A moeda norte-americana atingiu a marca histórica de R$ 6,10 nesta sexta-feira (29), acumulando recordes de alta desde quarta-feira (27). Especialistas apontam para um cenário complexo, com fatores internos e externos contribuindo para essa valorização.
Um dos principais fatores internos é a frustração do mercado com o pacote de cortes de gastos anunciado pelo governo federal. O Executivo propôs um corte de R$ 70 bilhões em dois anos e R$ 327 bilhões em cinco anos. André Roncaglia, diretor-executivo do Brasil no FMI e professor da UnB, destaca: “O mercado esperava um pacote de cortes e o que veio foi um pacote de contenção do crescimento dos gastos. O mercado ficou frustrado porque esperava um caminho mais austero no sentido de efetivamente reduzir a quantidade de dinheiro gasto no agregado pelo governo e o que o governo entregou foi diminuir o quanto vai aumentar o gasto”.
A proposta de isenção do Imposto de Renda (IR) para trabalhadores com rendimentos de até R$ 5 mil também gerou preocupações.
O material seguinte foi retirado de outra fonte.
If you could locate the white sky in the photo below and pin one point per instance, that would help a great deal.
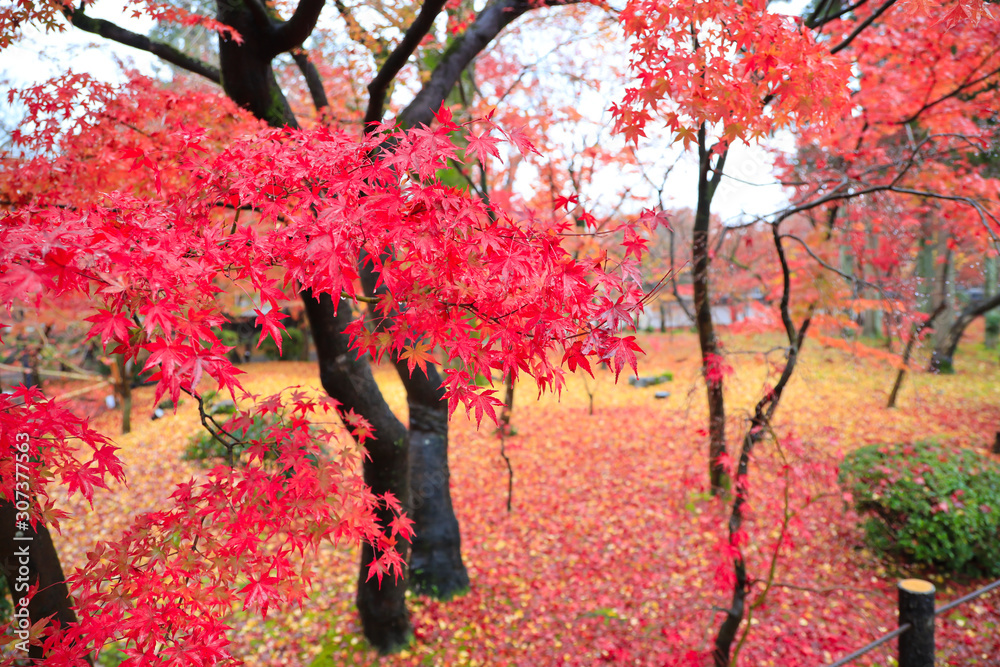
(748, 189)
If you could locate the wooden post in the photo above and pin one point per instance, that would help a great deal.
(916, 607)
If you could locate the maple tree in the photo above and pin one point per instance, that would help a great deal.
(191, 186)
(715, 73)
(145, 215)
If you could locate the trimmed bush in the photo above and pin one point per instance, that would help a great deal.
(925, 504)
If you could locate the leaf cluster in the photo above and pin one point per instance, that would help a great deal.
(926, 504)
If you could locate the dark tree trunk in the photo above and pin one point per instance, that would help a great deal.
(436, 566)
(707, 339)
(914, 335)
(33, 559)
(248, 79)
(348, 379)
(943, 355)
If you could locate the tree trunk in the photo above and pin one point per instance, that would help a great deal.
(347, 378)
(914, 335)
(943, 355)
(248, 78)
(710, 348)
(436, 566)
(29, 560)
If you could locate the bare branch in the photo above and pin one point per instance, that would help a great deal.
(313, 79)
(861, 26)
(115, 33)
(379, 86)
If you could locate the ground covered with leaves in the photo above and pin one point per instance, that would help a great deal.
(613, 552)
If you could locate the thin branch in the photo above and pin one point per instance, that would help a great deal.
(378, 88)
(864, 24)
(496, 16)
(293, 32)
(166, 52)
(313, 79)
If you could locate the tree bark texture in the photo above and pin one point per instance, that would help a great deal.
(707, 339)
(248, 78)
(345, 377)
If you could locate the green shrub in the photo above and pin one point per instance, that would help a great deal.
(292, 342)
(925, 504)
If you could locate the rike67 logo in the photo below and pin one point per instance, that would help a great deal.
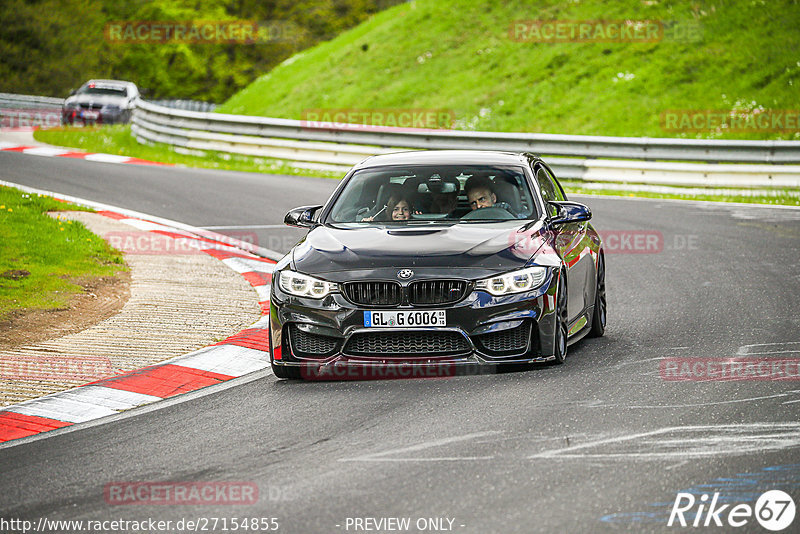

Paulo Gala, professor da FGV e economista-chefe do Banco Master, afirma que essa medida, que poderia onerar os cofres públicos em mais R$ 50 bilhões sem medidas compensatórias, causou “pânico” no mercado. Ele ressaltou em uma rede social: “O ajuste no arcabouço fiscal demorou quatro semanas e quando veio, veio junto com uma medida que pode onerar os cofres públicos em mais R$ 50 bilhões se nenhuma medida compensatória for feita. Ou seja, se misturou um pacote de isenção de tributação, que não estava no radar, e foi uma surpresa. Agora, fica o medo de que nem venha o corte de gastos e, se vier, ele seja compensado com corte de imposto”.
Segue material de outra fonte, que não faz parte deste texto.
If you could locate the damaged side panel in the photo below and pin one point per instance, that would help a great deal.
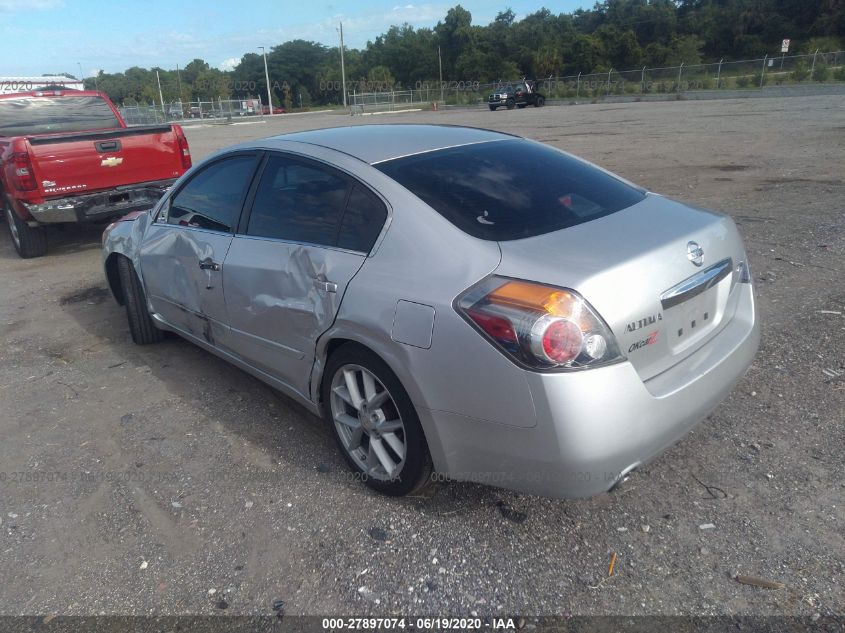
(182, 271)
(281, 296)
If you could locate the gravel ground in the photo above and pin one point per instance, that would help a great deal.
(161, 480)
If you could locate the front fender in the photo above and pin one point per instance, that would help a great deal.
(123, 238)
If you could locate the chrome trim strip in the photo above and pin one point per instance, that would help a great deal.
(698, 283)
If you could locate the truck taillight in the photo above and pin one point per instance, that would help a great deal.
(541, 327)
(184, 150)
(23, 178)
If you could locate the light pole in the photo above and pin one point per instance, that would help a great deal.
(160, 96)
(342, 67)
(440, 64)
(267, 79)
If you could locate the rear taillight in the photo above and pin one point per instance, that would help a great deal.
(184, 150)
(540, 326)
(23, 178)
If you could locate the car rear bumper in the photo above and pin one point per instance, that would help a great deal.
(98, 206)
(596, 426)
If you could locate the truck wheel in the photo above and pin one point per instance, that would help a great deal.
(29, 241)
(141, 324)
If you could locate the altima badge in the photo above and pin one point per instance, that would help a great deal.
(695, 253)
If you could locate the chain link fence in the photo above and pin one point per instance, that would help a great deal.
(392, 100)
(750, 74)
(178, 111)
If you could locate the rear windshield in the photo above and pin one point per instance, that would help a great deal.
(507, 190)
(49, 115)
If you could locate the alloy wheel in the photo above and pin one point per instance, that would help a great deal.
(368, 422)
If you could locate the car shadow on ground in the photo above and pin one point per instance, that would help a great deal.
(62, 239)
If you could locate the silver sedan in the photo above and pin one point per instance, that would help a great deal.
(451, 300)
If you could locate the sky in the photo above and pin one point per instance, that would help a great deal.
(58, 36)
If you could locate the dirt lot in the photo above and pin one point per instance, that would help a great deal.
(162, 480)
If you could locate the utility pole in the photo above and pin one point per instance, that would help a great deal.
(267, 79)
(160, 96)
(342, 67)
(440, 63)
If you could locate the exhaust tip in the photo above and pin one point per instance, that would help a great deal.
(623, 477)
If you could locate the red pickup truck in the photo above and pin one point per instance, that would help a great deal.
(68, 156)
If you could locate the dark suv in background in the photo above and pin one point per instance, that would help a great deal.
(520, 95)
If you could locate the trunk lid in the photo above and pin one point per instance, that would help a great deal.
(634, 268)
(85, 162)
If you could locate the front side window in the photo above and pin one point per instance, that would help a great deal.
(299, 202)
(508, 190)
(212, 199)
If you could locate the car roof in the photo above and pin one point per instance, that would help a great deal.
(378, 143)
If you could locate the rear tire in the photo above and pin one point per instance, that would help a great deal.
(374, 422)
(29, 241)
(141, 326)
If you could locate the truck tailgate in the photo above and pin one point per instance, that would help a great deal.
(95, 161)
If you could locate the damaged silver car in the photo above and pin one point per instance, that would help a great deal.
(451, 300)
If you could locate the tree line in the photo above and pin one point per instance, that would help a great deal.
(618, 34)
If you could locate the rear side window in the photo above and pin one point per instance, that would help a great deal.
(363, 220)
(508, 190)
(48, 115)
(212, 199)
(299, 202)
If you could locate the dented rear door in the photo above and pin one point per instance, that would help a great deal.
(183, 250)
(285, 273)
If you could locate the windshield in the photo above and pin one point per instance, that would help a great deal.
(24, 116)
(508, 190)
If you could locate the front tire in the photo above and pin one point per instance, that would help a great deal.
(374, 422)
(141, 326)
(29, 241)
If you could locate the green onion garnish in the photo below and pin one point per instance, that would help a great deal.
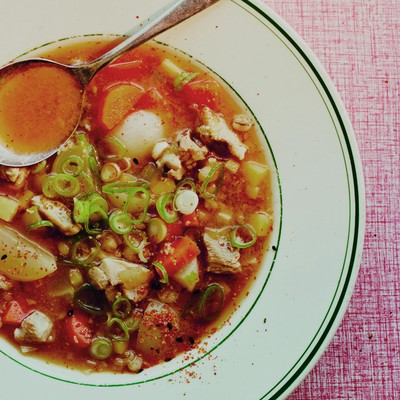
(240, 231)
(65, 185)
(73, 165)
(164, 205)
(211, 302)
(120, 222)
(117, 330)
(206, 191)
(121, 307)
(100, 348)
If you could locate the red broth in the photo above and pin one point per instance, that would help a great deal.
(140, 275)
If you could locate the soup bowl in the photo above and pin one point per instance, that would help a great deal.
(288, 314)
O governo, porém, afirma que a isenção será compensada pelo aumento da tributação para quem ganha acima de R$ 50 mil, mantendo a neutralidade na arrecadação, segundo o ministro da Fazenda, Fernando Haddad. O presidente do Senado, Rodrigo Pacheco, declarou publicamente que a isenção do IR dependerá das condições fiscais do país. “Só poderá acontecer se, e somente se, tivermos condições fiscais para isso. Se não tivermos, não vai acontecer“, disse o senador.
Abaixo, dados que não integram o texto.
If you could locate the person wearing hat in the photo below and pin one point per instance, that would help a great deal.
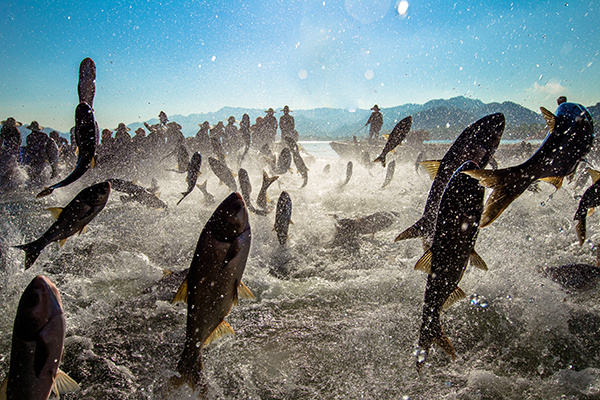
(10, 137)
(37, 141)
(376, 122)
(270, 127)
(287, 125)
(231, 140)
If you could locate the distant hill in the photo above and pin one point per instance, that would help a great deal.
(443, 118)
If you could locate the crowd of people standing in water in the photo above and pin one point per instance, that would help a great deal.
(119, 152)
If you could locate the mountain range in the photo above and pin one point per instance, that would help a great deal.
(443, 119)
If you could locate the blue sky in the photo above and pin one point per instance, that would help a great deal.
(188, 57)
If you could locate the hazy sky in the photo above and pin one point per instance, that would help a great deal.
(197, 56)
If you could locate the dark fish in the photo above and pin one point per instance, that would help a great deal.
(86, 88)
(213, 284)
(396, 137)
(245, 186)
(262, 198)
(283, 215)
(208, 198)
(300, 166)
(349, 168)
(477, 143)
(137, 193)
(86, 131)
(193, 170)
(569, 140)
(389, 174)
(283, 162)
(370, 224)
(453, 245)
(37, 345)
(589, 200)
(223, 173)
(53, 157)
(69, 220)
(575, 276)
(218, 148)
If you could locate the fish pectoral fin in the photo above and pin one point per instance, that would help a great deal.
(245, 293)
(556, 181)
(3, 388)
(55, 212)
(63, 383)
(431, 166)
(549, 117)
(412, 232)
(477, 261)
(424, 263)
(580, 228)
(181, 294)
(221, 330)
(594, 174)
(458, 294)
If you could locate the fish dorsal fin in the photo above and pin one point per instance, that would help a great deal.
(221, 330)
(63, 383)
(477, 261)
(245, 293)
(453, 298)
(424, 263)
(549, 117)
(3, 388)
(556, 181)
(432, 167)
(594, 174)
(181, 294)
(55, 212)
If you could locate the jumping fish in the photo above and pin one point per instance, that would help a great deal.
(193, 170)
(223, 173)
(283, 215)
(86, 132)
(349, 168)
(213, 284)
(589, 200)
(86, 88)
(396, 137)
(69, 220)
(477, 143)
(570, 138)
(262, 199)
(389, 174)
(37, 346)
(137, 193)
(452, 247)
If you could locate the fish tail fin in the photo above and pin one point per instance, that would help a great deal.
(381, 159)
(506, 188)
(581, 229)
(45, 192)
(32, 251)
(414, 231)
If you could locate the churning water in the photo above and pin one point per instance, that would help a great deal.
(330, 320)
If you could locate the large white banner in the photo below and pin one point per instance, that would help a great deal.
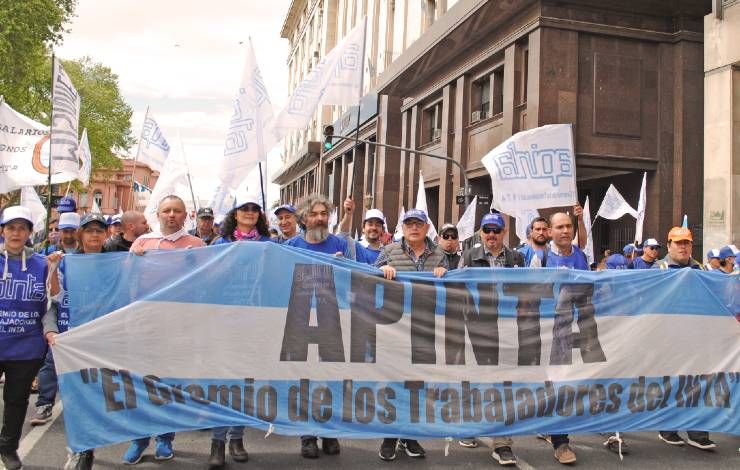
(153, 147)
(85, 157)
(248, 139)
(336, 80)
(24, 150)
(65, 118)
(534, 169)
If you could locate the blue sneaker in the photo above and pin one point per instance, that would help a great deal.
(163, 450)
(135, 451)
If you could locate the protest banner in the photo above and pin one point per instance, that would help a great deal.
(309, 344)
(533, 169)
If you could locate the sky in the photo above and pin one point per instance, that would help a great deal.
(184, 59)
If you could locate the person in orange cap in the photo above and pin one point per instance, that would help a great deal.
(680, 243)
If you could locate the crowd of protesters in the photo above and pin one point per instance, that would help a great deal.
(550, 243)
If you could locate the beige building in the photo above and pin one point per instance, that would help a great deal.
(722, 124)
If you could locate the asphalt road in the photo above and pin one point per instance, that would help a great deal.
(43, 448)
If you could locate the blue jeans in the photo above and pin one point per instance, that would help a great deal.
(235, 433)
(47, 382)
(170, 436)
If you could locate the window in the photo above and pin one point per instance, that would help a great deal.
(432, 123)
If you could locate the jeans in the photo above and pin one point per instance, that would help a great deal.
(19, 376)
(47, 382)
(235, 433)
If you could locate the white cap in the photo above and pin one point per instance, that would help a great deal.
(16, 212)
(374, 214)
(246, 198)
(69, 220)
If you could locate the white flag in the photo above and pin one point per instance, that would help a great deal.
(248, 139)
(466, 224)
(398, 232)
(533, 169)
(641, 209)
(85, 157)
(589, 249)
(65, 119)
(173, 179)
(337, 79)
(31, 200)
(421, 204)
(153, 147)
(614, 206)
(24, 150)
(523, 219)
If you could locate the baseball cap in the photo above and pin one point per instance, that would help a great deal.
(244, 199)
(447, 227)
(66, 204)
(493, 219)
(90, 218)
(680, 233)
(69, 220)
(15, 213)
(285, 207)
(651, 242)
(726, 252)
(205, 212)
(415, 214)
(374, 214)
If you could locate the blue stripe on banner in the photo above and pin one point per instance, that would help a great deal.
(265, 274)
(113, 406)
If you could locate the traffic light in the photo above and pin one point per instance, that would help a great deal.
(328, 137)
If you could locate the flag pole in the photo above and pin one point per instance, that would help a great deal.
(136, 159)
(51, 126)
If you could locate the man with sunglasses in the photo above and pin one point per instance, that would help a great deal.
(649, 255)
(492, 253)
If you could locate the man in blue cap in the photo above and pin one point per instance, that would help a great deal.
(287, 222)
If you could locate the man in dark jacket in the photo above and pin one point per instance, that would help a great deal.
(134, 225)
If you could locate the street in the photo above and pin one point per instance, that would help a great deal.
(43, 448)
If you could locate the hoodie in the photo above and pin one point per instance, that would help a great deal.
(23, 305)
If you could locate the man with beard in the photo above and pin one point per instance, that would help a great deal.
(287, 222)
(373, 229)
(314, 213)
(134, 225)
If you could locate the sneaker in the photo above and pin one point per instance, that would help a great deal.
(469, 442)
(613, 444)
(703, 443)
(42, 416)
(135, 451)
(330, 446)
(388, 449)
(564, 454)
(85, 460)
(671, 437)
(11, 460)
(163, 450)
(504, 455)
(309, 449)
(412, 448)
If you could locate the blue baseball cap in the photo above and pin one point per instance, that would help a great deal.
(285, 207)
(66, 204)
(493, 219)
(415, 214)
(726, 252)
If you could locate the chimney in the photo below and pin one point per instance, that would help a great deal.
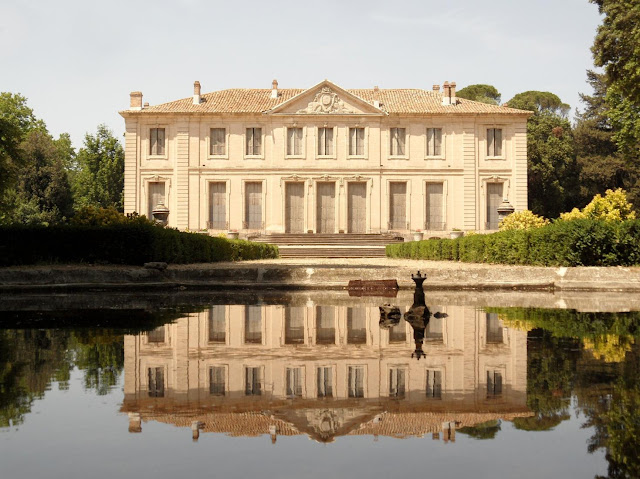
(447, 97)
(196, 93)
(136, 100)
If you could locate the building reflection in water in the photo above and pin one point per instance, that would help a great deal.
(325, 371)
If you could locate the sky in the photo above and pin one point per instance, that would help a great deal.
(76, 61)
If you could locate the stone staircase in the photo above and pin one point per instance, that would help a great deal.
(343, 245)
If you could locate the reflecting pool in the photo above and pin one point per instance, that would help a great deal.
(315, 385)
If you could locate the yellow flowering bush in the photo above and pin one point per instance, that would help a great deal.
(522, 220)
(609, 347)
(612, 207)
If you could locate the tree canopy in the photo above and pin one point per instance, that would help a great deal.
(482, 93)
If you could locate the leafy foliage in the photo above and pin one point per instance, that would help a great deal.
(100, 178)
(612, 207)
(522, 220)
(581, 242)
(134, 241)
(482, 93)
No cenário internacional, a incerteza em relação ao futuro governo de Donald Trump nos Estados Unidos também contribui para a alta do dólar. César Bergo, economista e professor da UnB, explica: “Sobretudo em função das medidas que Trump vem anunciando, com o protecionismo e a questão da taxação dos comércios e seu discurso de fortalecimento do dólar. Tudo isso tem afetado o preço do dólar. Contribui também a política monetária americana, que na dúvida não reduz a taxa de juros, então também fortalece o dólar no mundo inteiro”.
André Roncaglia aponta ainda para a volatilidade do real no mercado internacional de derivativos, onde ocupa a terceira posição em volume de negociações, atrás apenas do dólar e do euro. Ele utiliza a seguinte analogia: “Isso faz do real uma moeda excessivamente volátil. Qualquer espirro que aconteça no plano internacional se traduz aqui com um resfriado, uma gripe ou até algo mais grave como uma pneumonia”.
A incerteza sobre a política americana, segundo ele, mantém os juros altos nos EUA, o que agrava a situação do real: “Quando os juros nos EUA estão altos a gente tende a perder muito mais dólares proporcionalmente aos nossos pares da periferia do sistema por essa característica específica do real. Ou seja, a combinação desses elementos externos faz com que a reação associada ao pacote fiscal interno agrave um processo que já está ocorrendo no plano internacional, que é o dólar se valorizar perante todas as moedas, particularmente as moedas dos países em desenvolvimento”.
Para Roncaglia, a reação do mercado financeiro à proposta de aumento de impostos para os mais ricos é defensiva: “A mensagem foi mal recebida por parte do mercado financeiro que, de repente, estava pedindo corte de gastos e viu que vai ter que participar do ajuste por meio de um aumento na tributação sobre os rendimentos do topo da pirâmide. Os investidores acabam jogando contra o real, não porque eles querem jogar contra a moeda, mas porque é uma reação defensiva, já que eles não sabem para onde vai a política tributária”.
O governo e o Congresso esperam votar o corte de gastos ainda este ano. Governo e Congresso esperam votar corte de gastos ainda neste ano.